「綺麗じゃん」

今日の春馬の指先は、私を人生で一番綺麗にする魔法を使う。

うなじから、指を挿し入れて、私のくせっ毛をくるりと巻き上げると、真珠のピンで挿し止めていく。大嫌いなくせっ毛も、春馬の指先にかかれば、まるで、魔法にかけられたシンデレラみたいにキラキラと輝く。

「なぁ、真理亜、将来の夢、思い出した?」

綺麗に、魔法が、かけられた私の髪の毛を満足げに眺めながら、ドレス姿の私を、タキシード姿の春馬が、意地悪く笑う。

「およめさん」
「遅いんだよ」

春馬が、私をコツンと小突いた。

今日から、春馬の隣にはずっと私がいて、私の隣には、ずっと春馬がいる。

「真理亜、好きだよ」
「春馬、大好き」

春馬が、王子様みたいに身を屈めて、私の白いグローブを嵌めた手を握る。

春馬に、手を引かれて立ち上がれば、純白のドレスの裾まである、長いヴェールに縫い付けられたビーズが、ステンドグラスの窓からの光を浴びてキラキラと輝く。握りしめた百合のブーケからは、甘い凛とした香りが、今日という日を祝福するように、私達を包み込む。

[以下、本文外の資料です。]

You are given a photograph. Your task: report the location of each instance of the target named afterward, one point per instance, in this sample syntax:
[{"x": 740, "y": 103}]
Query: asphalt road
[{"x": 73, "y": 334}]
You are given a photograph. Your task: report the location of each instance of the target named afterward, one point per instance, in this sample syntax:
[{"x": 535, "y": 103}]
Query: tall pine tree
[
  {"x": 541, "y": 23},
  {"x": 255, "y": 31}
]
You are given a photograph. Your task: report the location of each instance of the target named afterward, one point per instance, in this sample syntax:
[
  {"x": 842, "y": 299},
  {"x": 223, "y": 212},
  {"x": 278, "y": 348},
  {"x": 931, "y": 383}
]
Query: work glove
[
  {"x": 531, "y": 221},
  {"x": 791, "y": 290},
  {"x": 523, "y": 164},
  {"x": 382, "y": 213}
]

小さな頃から、私がずっと夢見てたお姫様には、ちゃんと王子様が、迎えに来てくれた。

『結婚のススメ』の定義って、なんだろう。
ふと、そんな、馬鹿なことが頭をよぎって、すぐに私はかき消した。

だって、愛なんて、それ以上でもそれ以下でもなくて、いつも側にいる、愛する春馬そのものだから。私達は、いまから鐘の鳴り響く教会で永遠の愛を誓う。

それは、愛する貴方の隣にいるための、ただの定義付け。